Davao City Mayor and vice-presidential candidate Sara Duterte aims to push through the mandatory military service for Filipinos, should she win as vice president in the May elections.
The military service will then apply to all Filipinos upon reaching age 18. According to Duterte in the virtual caravan of the UniTeam Alliance last Wednesday, “Gagamitin ko ang aking opisina (I will use my office), Office of the Vice President, para kausapin ang ating (to talk to our) Congress and the Senate of the Philippines to make military service for all 18 years old, male and female, mandatory in our country.”
The mayor further cited countries such as Israel and South Korea who also require military service from their citizens. Moreover, Duterte added that it will be unlike ROTC and the duration will not be a weekend or a month. A subsidy will also be provided and citizens will be serving the Armed Forces of the Philippines.
Col. Ramon Zagala, AFP spokesperson, also stated support for the mayor’s proposal. “We welcome the proposal as this is attuned to the times while the government is faced with adversities and challenges, aligned with our aspirations for the citizenry to contribute to nation-building,” Zagala says.

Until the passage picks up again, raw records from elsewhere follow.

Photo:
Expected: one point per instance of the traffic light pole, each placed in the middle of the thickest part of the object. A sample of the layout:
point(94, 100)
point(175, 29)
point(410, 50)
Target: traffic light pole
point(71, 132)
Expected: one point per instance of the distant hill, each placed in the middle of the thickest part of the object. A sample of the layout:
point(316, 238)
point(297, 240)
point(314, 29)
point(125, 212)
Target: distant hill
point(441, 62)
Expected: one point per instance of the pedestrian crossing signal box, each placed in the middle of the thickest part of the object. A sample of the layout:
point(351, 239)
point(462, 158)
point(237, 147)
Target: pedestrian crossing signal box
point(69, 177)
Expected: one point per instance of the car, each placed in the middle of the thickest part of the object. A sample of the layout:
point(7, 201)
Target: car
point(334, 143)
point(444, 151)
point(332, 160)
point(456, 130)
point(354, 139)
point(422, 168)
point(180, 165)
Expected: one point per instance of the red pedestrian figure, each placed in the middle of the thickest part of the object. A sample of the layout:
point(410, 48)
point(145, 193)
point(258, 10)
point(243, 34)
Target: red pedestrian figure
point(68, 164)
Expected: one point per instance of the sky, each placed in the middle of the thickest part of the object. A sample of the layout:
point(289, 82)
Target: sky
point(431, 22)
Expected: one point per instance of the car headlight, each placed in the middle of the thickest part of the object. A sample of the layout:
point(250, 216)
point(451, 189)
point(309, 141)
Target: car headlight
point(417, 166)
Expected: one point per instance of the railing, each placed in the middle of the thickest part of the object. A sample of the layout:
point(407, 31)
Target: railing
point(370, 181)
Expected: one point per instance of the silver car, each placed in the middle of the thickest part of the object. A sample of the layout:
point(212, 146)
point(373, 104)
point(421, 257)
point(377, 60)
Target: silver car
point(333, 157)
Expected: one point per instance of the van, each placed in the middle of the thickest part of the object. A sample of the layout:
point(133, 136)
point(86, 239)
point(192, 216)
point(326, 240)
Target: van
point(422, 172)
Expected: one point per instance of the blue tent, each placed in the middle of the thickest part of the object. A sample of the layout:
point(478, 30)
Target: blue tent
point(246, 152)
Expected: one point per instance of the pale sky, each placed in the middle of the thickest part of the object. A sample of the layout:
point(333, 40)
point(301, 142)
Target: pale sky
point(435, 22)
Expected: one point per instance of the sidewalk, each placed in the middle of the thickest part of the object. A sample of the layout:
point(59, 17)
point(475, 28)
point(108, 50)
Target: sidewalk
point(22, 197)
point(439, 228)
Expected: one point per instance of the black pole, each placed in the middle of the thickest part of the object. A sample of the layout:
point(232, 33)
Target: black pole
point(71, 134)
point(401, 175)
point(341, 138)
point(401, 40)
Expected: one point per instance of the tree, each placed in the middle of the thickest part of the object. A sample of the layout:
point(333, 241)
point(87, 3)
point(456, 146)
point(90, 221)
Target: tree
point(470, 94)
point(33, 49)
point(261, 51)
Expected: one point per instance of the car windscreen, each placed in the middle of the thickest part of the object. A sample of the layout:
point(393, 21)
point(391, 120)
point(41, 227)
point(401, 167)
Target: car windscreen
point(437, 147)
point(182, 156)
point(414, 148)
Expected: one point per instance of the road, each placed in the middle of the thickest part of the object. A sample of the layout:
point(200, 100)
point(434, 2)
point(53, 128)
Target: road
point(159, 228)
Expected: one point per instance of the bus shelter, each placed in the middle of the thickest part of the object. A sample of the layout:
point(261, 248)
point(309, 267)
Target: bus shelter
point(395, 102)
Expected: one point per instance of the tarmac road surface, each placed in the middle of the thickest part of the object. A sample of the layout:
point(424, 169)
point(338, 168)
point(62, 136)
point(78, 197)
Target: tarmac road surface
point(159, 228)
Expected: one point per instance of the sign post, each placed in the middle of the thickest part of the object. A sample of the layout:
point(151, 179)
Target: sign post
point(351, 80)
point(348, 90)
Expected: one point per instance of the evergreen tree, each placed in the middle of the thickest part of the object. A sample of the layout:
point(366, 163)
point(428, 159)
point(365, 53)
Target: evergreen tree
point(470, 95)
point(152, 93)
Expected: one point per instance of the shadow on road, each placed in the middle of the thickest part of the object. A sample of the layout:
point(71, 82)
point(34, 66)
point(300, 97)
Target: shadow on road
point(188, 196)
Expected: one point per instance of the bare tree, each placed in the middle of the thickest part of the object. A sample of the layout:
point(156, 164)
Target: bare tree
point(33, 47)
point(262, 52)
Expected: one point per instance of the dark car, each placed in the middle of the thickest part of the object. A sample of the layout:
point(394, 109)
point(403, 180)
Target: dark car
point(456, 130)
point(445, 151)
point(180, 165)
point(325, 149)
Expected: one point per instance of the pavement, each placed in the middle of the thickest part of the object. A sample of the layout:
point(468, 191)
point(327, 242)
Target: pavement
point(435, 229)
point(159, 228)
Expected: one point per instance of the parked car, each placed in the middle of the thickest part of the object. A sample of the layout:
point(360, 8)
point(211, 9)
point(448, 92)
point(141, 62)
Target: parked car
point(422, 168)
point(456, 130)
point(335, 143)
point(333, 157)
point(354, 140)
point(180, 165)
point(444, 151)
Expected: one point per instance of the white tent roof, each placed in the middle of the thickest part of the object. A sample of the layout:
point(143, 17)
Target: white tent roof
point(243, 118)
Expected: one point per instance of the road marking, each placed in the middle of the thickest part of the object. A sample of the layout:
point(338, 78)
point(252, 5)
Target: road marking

He also added, “Rendering mandatory military service will only help us to establish a base for strong armed forces, and therefore a strong nation.”
Defense Secretary Delfin Lorenzana, however, noted challenges that the proposal may entail. He stated, “First are the funds and resources. Training camps would need to be established all over the land, and manpower and funds must be allocated to accommodate the millions who will reach the age of 18 every year. Second are the anticipated objections of those who are not inclined to serve in the military. Third, we are not on a war footing and there will be little need of a general mobilization.”
Lorenzana then added that mandatory Reserve Officers Training Corps (ROTC) may be a better alternative for private and public schools.
Sara Duterte’s father, President Rodrigo Duterte, has been pushing since his election in 2016 to revive the mandatory ROTC.
However, ROTC remains only optional as one of the three courses under the National Service Training Program due to the NSTP Act of 2001. The act was passed after the death of Mark Chua, ROTC Officer from the University of Santo Tomas. It is believed that his death was linked to the university’s ROTC unit’s alleged irregularities.